To make my life just a little bit easier, I made sure to take the time and make our weekly meal plan yesterday morning. We do try to meal plan every week, and some weeks we are a little better organized than others. We follow the Nutritarian lifestyle ( I will write a post on that later this week), which makes meal planning a little easier in my opinion. Basically that means we eat foods based on their nutritional value. Our diet is filled with greens, fruits and vegetables, beans, nuts and seeds, high quality grains, smaller amounts of animal protein - eggs, turkey, beef, fish mostly. The idea of this way of eating is that 90% of the time you eat very well, 10% of the time you can indulge. It works well for us as a family and is pretty easy to follow. I have learned to cook more foods that I never thought of trying, and my girls will eat just about any vegetable I put on their plate. Except Brussel sprouts. None of us like Brussel sprouts.

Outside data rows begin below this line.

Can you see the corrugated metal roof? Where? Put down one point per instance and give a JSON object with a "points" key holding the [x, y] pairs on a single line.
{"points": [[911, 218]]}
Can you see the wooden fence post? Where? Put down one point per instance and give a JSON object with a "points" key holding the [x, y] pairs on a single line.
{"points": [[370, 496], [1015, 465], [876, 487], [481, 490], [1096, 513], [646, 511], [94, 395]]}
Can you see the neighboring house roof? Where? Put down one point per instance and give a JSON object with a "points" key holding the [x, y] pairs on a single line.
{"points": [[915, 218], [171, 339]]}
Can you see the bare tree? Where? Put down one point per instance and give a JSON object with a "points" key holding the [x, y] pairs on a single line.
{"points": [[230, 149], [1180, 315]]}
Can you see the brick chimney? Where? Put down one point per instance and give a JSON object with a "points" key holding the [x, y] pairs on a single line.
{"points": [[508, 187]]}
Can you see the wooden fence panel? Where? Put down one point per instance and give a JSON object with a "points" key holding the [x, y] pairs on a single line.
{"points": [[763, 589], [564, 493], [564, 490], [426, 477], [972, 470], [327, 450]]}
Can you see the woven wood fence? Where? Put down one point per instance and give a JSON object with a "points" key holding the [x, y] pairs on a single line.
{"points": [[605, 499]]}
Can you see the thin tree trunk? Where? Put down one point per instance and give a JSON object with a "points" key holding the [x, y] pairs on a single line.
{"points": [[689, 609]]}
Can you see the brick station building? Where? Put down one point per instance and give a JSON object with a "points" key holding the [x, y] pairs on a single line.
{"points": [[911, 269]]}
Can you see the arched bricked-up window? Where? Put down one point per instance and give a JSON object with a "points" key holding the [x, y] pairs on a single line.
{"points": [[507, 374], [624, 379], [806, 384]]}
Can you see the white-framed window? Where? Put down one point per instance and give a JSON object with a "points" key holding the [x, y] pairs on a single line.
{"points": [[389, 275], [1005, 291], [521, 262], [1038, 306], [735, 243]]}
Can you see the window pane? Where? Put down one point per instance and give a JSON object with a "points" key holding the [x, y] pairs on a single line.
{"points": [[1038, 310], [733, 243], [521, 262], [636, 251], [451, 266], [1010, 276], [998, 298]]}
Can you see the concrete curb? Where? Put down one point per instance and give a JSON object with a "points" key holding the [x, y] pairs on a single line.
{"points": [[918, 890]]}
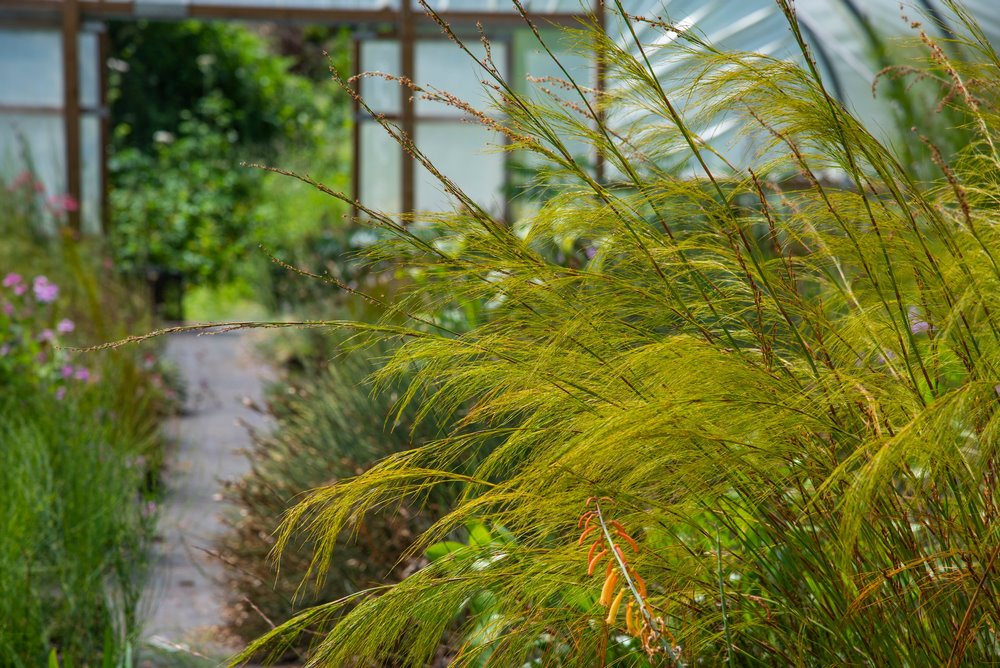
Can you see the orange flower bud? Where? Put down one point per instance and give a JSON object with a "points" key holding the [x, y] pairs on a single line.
{"points": [[613, 611], [609, 587]]}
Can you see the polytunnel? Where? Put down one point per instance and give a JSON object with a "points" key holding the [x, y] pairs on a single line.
{"points": [[53, 69]]}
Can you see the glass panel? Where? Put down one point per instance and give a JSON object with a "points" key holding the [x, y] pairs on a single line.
{"points": [[380, 162], [37, 142], [467, 154], [380, 55], [90, 83], [507, 7], [439, 64], [90, 173], [31, 67]]}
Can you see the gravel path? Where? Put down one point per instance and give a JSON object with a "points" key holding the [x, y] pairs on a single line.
{"points": [[185, 600]]}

On our meal plan we try to include a new recipe, a family favorite, something easy, a crock pot meal, and one big Sunday style family dinner. Not this week. This week the idea is to keep it simple.
On the menu:
Sunday: Bagel Pizzas (made by my oldest) and a movie night
Monday: Homemade Pho
Tuesday: Slow Cooker Black Bean Soup
Wednesday: Chicken Curry Soup ( we are going to use turkey since I have some in the freezer)
Thursday: Birthday Dinner! She has chosen to have a Chili Bar.
Friday: Smoked Salmon, roasted veggies, wild rice pilaf.
Saturday: We don't usually plan Saturday's meals.
I realize there are 3 soups on the menu this week. The thing is my girls and my husband love soup, especially this time of year. Soups can be a complete meal all on their own, which make them great for busy weeks.
Breakfasts and lunches are just as important to plan during busy weeks. A good breakfast will keep cravings away and give you a great nutritional start to the day. I don't normally plan our breakfasts, but we are trying to make our mornings a little less crazy by planning ahead.
Monday: Green Juice, cereal w/almond milk and a banana
Tuesday: Homemade slow cooker oatmeal
Wednesday: Homemade juice, overnight oats
Thursday: Cinnamon rolls for our oldest daughter's Birthday breakfast.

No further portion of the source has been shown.